Increasingly, the term FOMO (feeling of missing out) is being heard in the professional environment, a feeling as if you are missing something. Something “important and interesting” passes by, causing anxiety and anxiety. Unlike FOMO, when we are chasing everything, with FOBO (feeling of better option), on the contrary, a person actually does nothing, hoping for the best option, which will facilitate decision making. FOMO thinking is already more or less known, its fellow FOBO is a new, but already real phenomenon.
How do these fears affect careers, and can we use them to our advantage?
“I can’t live in peace, everyone around is successful and wealthy, and I’m overboard. It seems like something is coming right out from under my nose, but I can't find what it is. That's why I work non-stop. I feel almost exhausted, but I can not rest. I think I miss opportunities and while I sit still, others take my peaks. In this message from one of the participants in the TELEGRAM chat dedicated to the restoration of resources, there is a connection with the FOMO syndrome, but another question is interesting.

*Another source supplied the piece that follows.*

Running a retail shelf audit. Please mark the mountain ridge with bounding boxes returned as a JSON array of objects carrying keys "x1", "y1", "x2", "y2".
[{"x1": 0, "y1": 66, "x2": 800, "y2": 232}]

All successful and wealthy?It seems that everyone understands that social networks have made someone else's life as open as possible and at the same time far from a complete reflection of reality. Against the backdrop of many vivid examples, their own results may seem less worthwhile. However, it is not only the content of social networks that provokes FOMO.
The author of the abbreviations FOMO and FOBO, venture investor Patrick McGinnis, in his book FOMO Sapiens, writes that the impact of this syndrome is much more serious, and it affects not only the lives of millennials and Generation Z, but also their parents.